For the third game in the Chain of Command Market Garden campaign I introduce some new terrain I've been working on. The roads on this table have been made by applying a acrylic caulk/paint/sand mixture on the backside of some brown wax cloth. The cloth has been cut to shape once dry. I think it worked out pretty good, although there's a bit of warping going on at the ends of the pieces. I wonder if I should store them compressed or glue bits of wire to the ends to keep them flat? What about the colour, do you think I should give it a drybrush?
Anyway, here's the game, commentary embedded on the pictures as usual:
In a nutshell, a big firefight developed on the open area of the map. The Germans had the upper hand at first but the brits rebounded (perhaps aided by us playing the shock reducing rules wrong). The British made a flanking manoeuver forcing the Germans to deploy a portion of their force in opposition, but this fight never got off the ground as the German force morale disintegrated.
A third loss for the Germans but this was the toughest game yet. Now the British started to take an appreciable amount of casualties as well, and not a moment too soon! The next game will be the last in the campaign.
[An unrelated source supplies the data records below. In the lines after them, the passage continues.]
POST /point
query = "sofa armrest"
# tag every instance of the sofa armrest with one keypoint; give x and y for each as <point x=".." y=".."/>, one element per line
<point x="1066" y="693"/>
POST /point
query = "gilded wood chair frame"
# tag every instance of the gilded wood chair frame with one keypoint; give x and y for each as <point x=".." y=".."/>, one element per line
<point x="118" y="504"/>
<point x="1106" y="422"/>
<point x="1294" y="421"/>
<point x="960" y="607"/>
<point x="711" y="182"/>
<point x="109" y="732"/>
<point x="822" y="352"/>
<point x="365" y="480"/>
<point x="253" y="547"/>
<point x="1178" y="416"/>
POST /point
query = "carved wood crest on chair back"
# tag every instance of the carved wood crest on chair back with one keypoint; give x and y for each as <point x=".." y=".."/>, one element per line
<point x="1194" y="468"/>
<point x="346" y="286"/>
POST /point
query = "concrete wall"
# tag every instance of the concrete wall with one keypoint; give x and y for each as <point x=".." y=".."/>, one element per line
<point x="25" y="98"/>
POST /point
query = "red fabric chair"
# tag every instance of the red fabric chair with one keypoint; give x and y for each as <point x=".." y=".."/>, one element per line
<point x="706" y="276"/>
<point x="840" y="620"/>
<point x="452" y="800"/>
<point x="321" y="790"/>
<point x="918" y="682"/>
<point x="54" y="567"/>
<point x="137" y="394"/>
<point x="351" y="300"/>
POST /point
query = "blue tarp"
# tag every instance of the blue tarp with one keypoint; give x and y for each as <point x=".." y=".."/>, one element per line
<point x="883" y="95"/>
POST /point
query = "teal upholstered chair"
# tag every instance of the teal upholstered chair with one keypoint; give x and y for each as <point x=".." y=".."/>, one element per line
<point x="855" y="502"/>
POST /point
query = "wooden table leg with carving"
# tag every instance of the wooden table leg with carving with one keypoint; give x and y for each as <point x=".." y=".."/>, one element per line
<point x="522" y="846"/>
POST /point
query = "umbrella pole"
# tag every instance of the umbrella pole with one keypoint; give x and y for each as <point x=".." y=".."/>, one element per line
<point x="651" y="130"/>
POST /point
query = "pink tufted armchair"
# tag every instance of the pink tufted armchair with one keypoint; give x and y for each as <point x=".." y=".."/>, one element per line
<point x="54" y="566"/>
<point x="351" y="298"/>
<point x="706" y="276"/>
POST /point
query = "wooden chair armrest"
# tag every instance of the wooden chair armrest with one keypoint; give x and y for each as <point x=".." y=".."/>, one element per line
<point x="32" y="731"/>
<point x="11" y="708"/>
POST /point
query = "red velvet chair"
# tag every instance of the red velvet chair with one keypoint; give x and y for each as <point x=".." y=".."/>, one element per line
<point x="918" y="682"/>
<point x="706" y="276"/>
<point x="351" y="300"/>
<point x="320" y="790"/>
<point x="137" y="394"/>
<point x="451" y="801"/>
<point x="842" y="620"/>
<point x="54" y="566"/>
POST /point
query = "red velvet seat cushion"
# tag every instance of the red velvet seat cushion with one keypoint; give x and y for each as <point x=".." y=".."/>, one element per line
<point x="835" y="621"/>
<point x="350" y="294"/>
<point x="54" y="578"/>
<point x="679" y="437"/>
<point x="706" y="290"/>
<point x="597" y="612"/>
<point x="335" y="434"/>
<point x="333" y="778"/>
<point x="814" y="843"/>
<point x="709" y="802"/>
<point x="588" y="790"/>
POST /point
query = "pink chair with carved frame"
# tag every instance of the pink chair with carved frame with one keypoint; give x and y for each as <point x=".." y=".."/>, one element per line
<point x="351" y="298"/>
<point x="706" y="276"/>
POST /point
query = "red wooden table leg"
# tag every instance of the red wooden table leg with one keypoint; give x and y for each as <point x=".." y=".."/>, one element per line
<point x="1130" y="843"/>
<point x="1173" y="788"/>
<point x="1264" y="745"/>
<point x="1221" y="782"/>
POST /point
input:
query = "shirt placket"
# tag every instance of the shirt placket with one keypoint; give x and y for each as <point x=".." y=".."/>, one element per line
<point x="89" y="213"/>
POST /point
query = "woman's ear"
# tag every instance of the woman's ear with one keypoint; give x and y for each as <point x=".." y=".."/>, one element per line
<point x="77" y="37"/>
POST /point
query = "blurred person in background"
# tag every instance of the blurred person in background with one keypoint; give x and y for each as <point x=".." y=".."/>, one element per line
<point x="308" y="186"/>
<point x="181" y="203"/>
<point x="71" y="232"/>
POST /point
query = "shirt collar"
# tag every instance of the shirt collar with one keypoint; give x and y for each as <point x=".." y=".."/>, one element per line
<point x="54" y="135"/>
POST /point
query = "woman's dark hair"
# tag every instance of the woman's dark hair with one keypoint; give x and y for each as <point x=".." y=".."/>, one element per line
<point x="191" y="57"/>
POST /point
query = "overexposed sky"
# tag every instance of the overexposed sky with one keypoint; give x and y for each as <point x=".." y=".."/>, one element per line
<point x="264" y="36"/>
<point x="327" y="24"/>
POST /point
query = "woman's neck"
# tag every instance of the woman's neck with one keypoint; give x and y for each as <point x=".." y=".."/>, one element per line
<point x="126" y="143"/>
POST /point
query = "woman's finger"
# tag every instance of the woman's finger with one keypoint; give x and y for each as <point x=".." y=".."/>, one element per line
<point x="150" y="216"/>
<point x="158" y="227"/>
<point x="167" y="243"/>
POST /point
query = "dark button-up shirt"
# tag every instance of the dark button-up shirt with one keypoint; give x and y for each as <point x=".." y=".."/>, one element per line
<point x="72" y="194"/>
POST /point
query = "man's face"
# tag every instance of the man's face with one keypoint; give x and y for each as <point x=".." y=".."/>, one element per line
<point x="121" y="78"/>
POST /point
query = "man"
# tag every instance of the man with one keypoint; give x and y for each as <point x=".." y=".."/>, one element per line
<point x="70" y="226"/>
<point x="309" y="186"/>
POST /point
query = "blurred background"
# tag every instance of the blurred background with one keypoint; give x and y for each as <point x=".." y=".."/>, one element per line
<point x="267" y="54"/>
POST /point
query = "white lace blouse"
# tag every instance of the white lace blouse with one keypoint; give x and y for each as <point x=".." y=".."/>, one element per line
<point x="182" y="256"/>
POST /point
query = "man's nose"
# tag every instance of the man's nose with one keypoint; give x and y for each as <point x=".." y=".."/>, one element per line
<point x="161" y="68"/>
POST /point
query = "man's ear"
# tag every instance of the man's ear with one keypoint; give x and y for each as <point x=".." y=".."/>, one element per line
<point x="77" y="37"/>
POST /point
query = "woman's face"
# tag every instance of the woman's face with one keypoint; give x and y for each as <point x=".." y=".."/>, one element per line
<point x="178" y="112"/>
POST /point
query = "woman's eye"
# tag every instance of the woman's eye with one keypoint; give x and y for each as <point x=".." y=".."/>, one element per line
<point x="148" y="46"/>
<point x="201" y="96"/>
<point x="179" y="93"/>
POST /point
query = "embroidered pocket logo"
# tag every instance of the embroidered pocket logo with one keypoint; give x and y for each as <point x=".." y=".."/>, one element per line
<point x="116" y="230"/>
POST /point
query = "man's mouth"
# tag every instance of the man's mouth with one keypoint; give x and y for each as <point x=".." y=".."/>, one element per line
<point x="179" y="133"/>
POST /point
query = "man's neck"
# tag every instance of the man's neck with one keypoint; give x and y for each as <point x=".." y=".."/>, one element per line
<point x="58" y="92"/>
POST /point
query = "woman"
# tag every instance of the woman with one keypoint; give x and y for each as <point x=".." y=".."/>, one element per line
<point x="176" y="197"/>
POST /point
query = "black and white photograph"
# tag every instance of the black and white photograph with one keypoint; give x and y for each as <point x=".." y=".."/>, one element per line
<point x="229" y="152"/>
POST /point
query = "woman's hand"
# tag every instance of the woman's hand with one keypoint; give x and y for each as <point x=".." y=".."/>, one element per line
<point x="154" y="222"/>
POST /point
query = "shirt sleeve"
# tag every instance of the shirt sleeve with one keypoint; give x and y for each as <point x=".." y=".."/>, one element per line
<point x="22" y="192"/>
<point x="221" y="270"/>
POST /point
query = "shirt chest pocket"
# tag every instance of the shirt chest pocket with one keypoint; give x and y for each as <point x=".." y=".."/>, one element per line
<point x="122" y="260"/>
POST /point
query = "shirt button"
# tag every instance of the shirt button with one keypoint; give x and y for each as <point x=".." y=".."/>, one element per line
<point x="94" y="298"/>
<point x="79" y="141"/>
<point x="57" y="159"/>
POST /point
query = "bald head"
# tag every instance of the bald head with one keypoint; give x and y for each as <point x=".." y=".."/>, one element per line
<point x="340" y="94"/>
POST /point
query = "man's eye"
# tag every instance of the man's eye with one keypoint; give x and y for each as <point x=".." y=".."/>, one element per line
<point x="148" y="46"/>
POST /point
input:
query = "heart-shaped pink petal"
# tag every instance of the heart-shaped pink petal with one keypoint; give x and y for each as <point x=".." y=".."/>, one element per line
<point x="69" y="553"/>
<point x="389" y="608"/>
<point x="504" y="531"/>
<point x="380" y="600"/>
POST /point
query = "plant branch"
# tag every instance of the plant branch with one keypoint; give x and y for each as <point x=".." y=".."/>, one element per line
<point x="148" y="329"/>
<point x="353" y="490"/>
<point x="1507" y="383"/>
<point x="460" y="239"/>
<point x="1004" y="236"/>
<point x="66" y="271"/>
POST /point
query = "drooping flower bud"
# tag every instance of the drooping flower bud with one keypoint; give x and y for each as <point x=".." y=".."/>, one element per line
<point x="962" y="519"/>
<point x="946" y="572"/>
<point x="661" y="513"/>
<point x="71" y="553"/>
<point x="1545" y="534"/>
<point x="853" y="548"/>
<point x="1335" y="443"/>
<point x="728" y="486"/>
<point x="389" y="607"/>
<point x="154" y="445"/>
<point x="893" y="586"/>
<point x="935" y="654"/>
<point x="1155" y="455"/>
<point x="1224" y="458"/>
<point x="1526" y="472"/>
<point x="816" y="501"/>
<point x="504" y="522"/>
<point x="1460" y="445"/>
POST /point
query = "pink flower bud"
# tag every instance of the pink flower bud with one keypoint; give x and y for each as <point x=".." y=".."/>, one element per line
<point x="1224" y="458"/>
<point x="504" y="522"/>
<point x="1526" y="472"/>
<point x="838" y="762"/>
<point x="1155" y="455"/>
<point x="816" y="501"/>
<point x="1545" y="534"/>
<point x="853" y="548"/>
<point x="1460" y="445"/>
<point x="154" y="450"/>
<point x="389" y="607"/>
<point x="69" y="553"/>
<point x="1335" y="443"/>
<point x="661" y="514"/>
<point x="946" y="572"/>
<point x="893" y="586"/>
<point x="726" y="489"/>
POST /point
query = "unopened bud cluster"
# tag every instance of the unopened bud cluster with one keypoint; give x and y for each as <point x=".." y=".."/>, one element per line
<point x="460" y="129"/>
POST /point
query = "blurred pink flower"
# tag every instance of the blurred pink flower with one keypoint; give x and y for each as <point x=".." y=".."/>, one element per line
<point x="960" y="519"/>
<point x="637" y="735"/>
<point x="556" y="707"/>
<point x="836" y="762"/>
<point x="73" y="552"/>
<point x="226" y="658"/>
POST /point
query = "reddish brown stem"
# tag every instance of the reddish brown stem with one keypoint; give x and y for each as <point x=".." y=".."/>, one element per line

Playing a Green force versus an elite force is definitely tough. The difference in firepower is great and only by a significant terrain advantage (troops in buildings versus troops in woods in a firefight) was I able to stall what seemed inevitable again. The Green force gets loads of points for support options to make up for the difference but the difference in Force morale means that the Green force will still be easy to rout in comparison and even with plenty of support choices the lower amount of activation dice means it is more difficult to take advantage of the greater numbers.
For casual Chain of Command play I recommend sticking to a maximum of one "level" of grade difference. Greens versus regulars or regulars versus elites.